We all make assumptions to different extents and in different situations. We try to predict how other people will act in certain situations based on what we know about them. Often we are wrong.

Teachers assume certain techniques will work with their students. Journalists assume that their readership will have an interest in their work. In politics, parties and officials make assumptions about the electorate and how they’re likely to behave in a given situation, or the likely outcomes of policies

Underlying practical political activity, are theoretical claims which provide a framework for discussion. In the aftermath of the Charlie Hebdo attacks, much of the discussion has focused on rights of free expression, to freedom of thought, and religious freedoms. Not many people understand the nature of rights, the way they conflict with democracy, or their historic development. Nonetheless, they invoke them uncritically.

Part of the reason for this is what can be called an intellectual division of labour. Not everyone has the time or inclination to analyse every idea or concept that they discuss. It is the job of political theorists to perform the task of clarifying concepts, ideas, and theories, which then pass into the public lexicon.

But, the problem with this intellectual task is that even though academics are entrusted with improving the public fund of knowledge, even their claims are built on shaky foundations, and this passes into public minds.

Some people may scoff at the suggestion that philosophers really inform public debate, but we only have to consider Philip Pettit’s theory of neo-republicanism and how it impacted upon Spanish legislation, or Cass Sunstein’s role as former administrator of the White House Office of Information and Regulatory Affairs.

So, we have two ways in which these ideas can pass into the public sphere: the dissemination of ideas to the wider public who then take them up and use them; and the direct inclusion of theorists and philosophers within governments.

All well and good, except academic theories are far from uncontroversial and, while intellectually stimulating, can be practically dangerous. The reason for this is that in political theory, as in the real world, assumptions have to be made. We have to make claims about how people act, or what they want, or what they deserve etc. The assumptions here, though, are not quite the same as the probabilistic ones adopted in real life. While we may dispute whether people are wholly or solely self-interested, theorists often use much narrower, and much more idealised assumptions.

In 2004, Zapatero in Spain used Pettit’s Republicanism: A Theory of Freedom to inform some of his legislative proposals, and later invited him back to audit the government’s record.

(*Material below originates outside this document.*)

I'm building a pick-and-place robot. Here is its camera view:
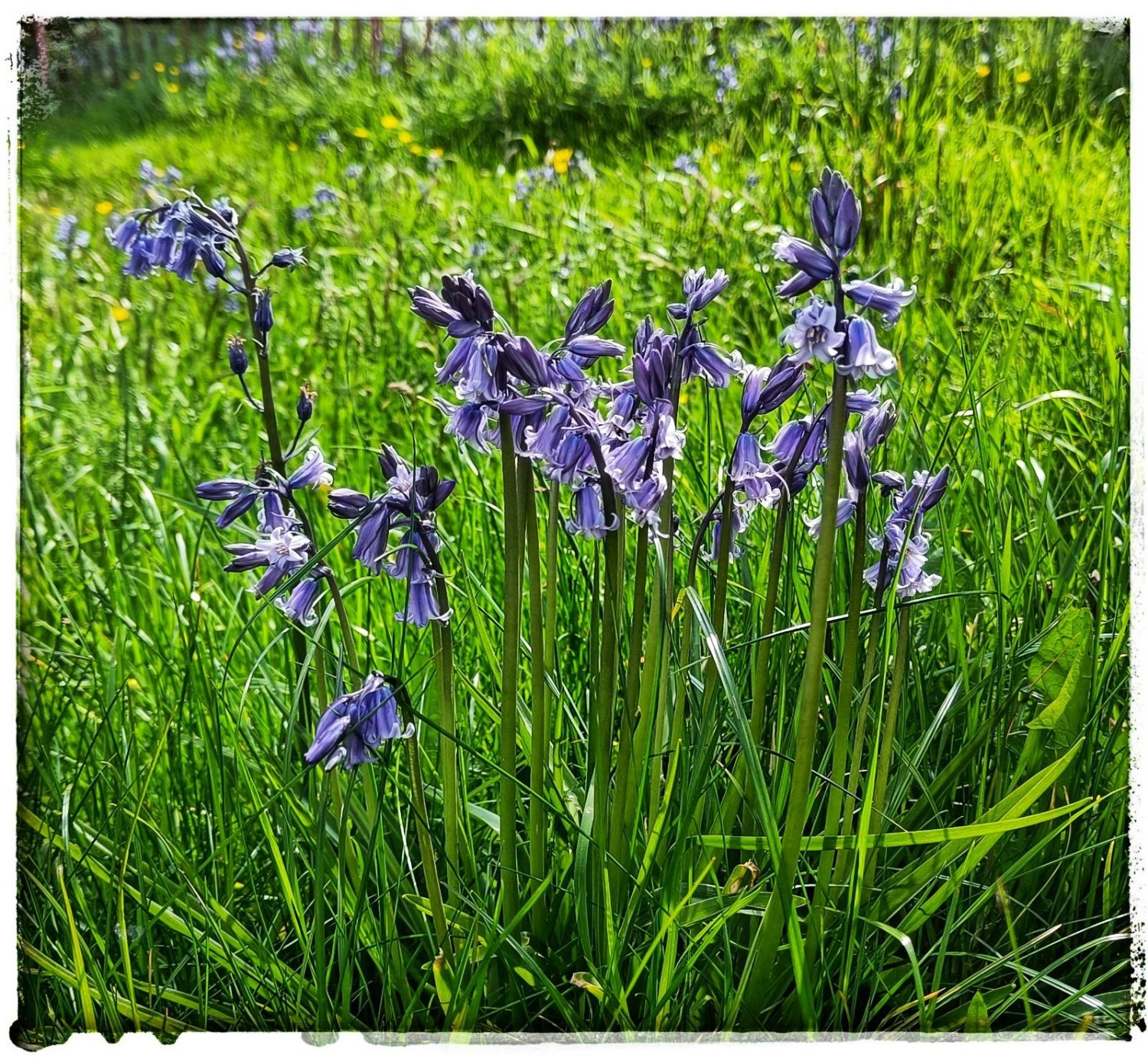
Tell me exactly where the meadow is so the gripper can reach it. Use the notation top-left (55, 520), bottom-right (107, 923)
top-left (15, 20), bottom-right (1139, 1044)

But, Pettit’s work is not without its own problems, and we should be wary of the ways in which it is used to inform political decision-making.

In brief, Pettit builds on the Roman republican conception of a free person in order to offer an account of how contemporary societies might be designed to enable people to live freely. But, in order to be able to offer an account of the free person, he has to utilise a conception of people in order to describe what would make them free. Pettit’s conceptualisation of individuals involves making a distinction between their role in society as a citizen and their role as a particular person. We are both citizens of our societies, and individual persons with our own particular interests, and these two aspects of people may conflict. As a theoretical citizen, we might have an interest in a criminal justice system, but as particular people, we might break laws. Our hypothetical interests justify and legitimise our legal and institutional system, and we therefore theoretically agree to be subject to certain laws, even though we may break them.

It is an stimulating account of how we might reconcile freedom and subjection to laws, but it is built on an idealised conception of individuals which is highly problematic.

As a result of his distinction between citizens and particular persons, Pettit’s ideal society is heavily constitutionalised. Citizens are assumed to have an interest in a contestatory democracy, rather than a directly participatory one, and they have a few other loosely specified interests which it is not necessary to consider here. The upshot of this is that our hypothetical interests in a certain kind of society may conflict with our actual interests.

As an intellectual exercise, this isn’t too much of a problem, since other academics can critique the theory and suggest improvements.

But, when political theorists and philosophers become involved in government, we have to be wary, just as we have to be wary not to decontextualise academic ideas and uncritically import them into public decision-making.

What it boils down to, then, is the way in which we apply ideal concepts and types to the non-ideal world. We have seen how Marxist thought was perverted in its implementation Communist societies. We can see in the UK how personal responsibility becomes embedded in the public consciousness and is used to berate welfare dependency.

We all have our favoured political preferences, but we need to dig deeper and ask what ideals our opinions are premised on. Do socialists or Marxists question the underlying, and extremely controversial, assumptions which ground their ideas? Do they understand the ontological and epistemological claims that Marx makes? Do neo-liberals or libertarians understand the conception of humanity which underlie their emphasis on protecting property rights? The answer, sadly, is probably not.

Nonetheless, ideas pass from academia into real world politics, and are taken up and defended by people who do not understand the implications of their views.

Very rarely do people question these things, but they need to. We should all have an interest in questioning the basic assumptions which underlie our worldviews, and which come to structure our ways of thinking.

Philip Pettit, Republicanism: A Theory of Freedom and Government (Oxford University Press: Oxford, 1997).